La situación en Haití es de absoluto caos, según relatan los religiosos y cooperantes españoles atrapados en la anarquía y la miseria. Su capital, Puerto Príncipe, ha quedado prácticamente aislada por las tropas del comandante Guy Philippe, que han cortado los accesos al aeropuerto internacional y las carreteras de acceso a la ciudad. La oposición exige al presidente Jean Bertrand Aristide su renuncia del cargo y anuncian también la entrada en Puerto Príncipe el próximo domingo.  

Así las cosas, Estados Unidos sigue propugnando un acuerdo antes del envío de tropas, mientras que Francia parece abandonar a Aristide.

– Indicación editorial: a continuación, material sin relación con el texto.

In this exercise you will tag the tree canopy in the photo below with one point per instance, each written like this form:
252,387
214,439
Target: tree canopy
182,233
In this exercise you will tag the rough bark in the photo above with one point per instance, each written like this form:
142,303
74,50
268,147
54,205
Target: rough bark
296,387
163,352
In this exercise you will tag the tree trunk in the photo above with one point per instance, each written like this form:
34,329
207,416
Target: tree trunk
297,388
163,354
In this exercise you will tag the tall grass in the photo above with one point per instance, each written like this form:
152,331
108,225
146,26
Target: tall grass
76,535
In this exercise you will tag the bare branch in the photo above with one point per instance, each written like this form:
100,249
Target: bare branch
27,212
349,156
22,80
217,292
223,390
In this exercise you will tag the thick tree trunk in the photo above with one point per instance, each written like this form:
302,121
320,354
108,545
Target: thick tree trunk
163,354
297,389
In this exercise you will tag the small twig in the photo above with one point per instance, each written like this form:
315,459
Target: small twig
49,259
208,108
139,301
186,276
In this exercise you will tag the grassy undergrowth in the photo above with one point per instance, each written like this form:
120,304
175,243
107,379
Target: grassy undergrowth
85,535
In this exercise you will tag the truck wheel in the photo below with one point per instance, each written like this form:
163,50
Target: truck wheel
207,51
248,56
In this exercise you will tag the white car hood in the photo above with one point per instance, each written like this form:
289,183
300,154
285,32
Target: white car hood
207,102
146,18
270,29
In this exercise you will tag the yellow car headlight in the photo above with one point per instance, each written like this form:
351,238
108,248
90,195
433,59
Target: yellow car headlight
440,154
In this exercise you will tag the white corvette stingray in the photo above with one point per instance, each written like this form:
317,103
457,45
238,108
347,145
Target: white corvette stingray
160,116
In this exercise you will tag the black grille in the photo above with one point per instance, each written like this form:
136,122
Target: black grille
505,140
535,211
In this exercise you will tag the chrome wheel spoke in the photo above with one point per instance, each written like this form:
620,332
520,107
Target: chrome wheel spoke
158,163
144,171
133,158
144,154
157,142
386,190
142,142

Por otra parte, los cooperantes españoles en la isla consideran improbable la entrada de las tropas norteamericanas porque entienden que la población digeriría mal esta "invasión". Además, los norteamericanos podrían esperar a que se produjera la intervención francesa para enviar a sus tropas de pacificación. De esta forma, Haití sería un Iraq al revés y Francia perdería su legitimidad en la crítica a Estados Unidos. Mientras tanto, el país sobrevive en el caos y la violencia, y Naciones Unidas mira para otro lado. ¿Para qué sirven los cascos azules?